Basically what I have now. Like I said in a previous post, the dial can be a little temper mental if your fingers get greasy or wet. It can be hard to adjust. But the collar works fine for what it's designed for. 

If you're going this route, make sure you get with an experienced trainer to point you in the right direction. Just my advice.


----------



## jafo220 (Mar 16, 2013)

Gib_laut said:


> Maybe I'm just not very smart but you quoted someone saying that more levels isn't necessarily better. It would be beneficial to the op if you maybe explained why not?
> 
> I've used the tritonics. Turning the dial and then having to choose between 4 different button combinations just for 24 different levels doesn't sound efficient to me. 127 is more versatile than 24.


It's their opinion. They used both and preferred the Tritronics over the Dogtra. It boils down to what you're comfortable with. Doesn't necessarily mean your going to have a better trained dog from a collar with 127 levels than one with less levels.


----------



## Nigel (Jul 10, 2012)

jafo220 said:


> It's their opinion. They used both and preferred the Tritronics over the Dogtra. It boils down to what you're comfortable with. Doesn't necessarily mean your going to have a better trained dog from a collar with 127 levels than one with less levels.
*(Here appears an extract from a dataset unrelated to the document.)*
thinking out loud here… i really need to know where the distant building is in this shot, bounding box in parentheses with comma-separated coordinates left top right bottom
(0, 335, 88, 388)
Good point, my wife worked with a trainer using a Dogtra 2300ncp. I looked into e collars and found a lot of folks liking the Einstein and wanted to try it, but she became familiar with and liked the Dogtra and went with them. I ended up getting the ET300 later so it all worked out, both are happy. Research and go with the unit that works best for your situation.


----------



## woogyboogy (Dec 25, 2013)

Well we decided not to buy the SportDog SD-425 because one of our friends who is a K9 Officer for the Police force, gave us his Dogtra 1700NCP for free.
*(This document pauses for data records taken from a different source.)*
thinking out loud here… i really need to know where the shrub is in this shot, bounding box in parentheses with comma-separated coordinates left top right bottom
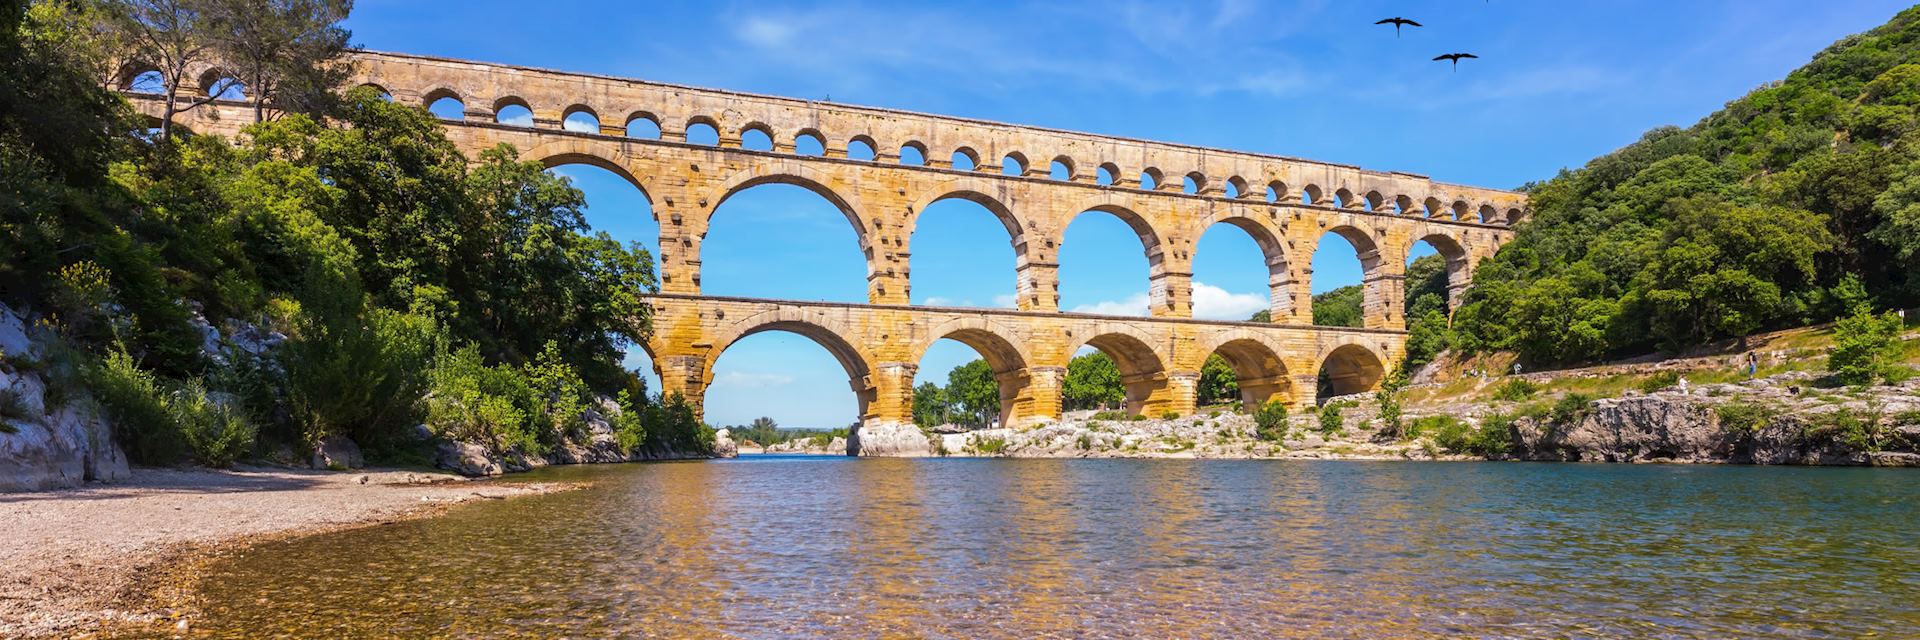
(1716, 401, 1775, 435)
(1090, 409, 1129, 421)
(1639, 371, 1682, 393)
(972, 435, 1008, 455)
(1159, 410, 1180, 420)
(1076, 432, 1093, 450)
(1130, 413, 1148, 421)
(1549, 393, 1594, 427)
(1492, 378, 1540, 402)
(1466, 413, 1517, 457)
(1413, 416, 1474, 452)
(0, 386, 29, 422)
(91, 348, 186, 464)
(1829, 310, 1904, 386)
(424, 345, 542, 455)
(168, 381, 257, 468)
(1253, 399, 1289, 441)
(1318, 401, 1350, 435)
(611, 391, 647, 454)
I've researched it a little bit and discovered that the 1700NCP was replaced by the 1900NCP. But the only major difference is size of the transmitter and receiver. 

I'm not going to start training with it until I am 100% confident I know what I'm doing. I've been researching LouCastle's methods for e-collars, and he seems to be what the majority of people like as far as technique.


----------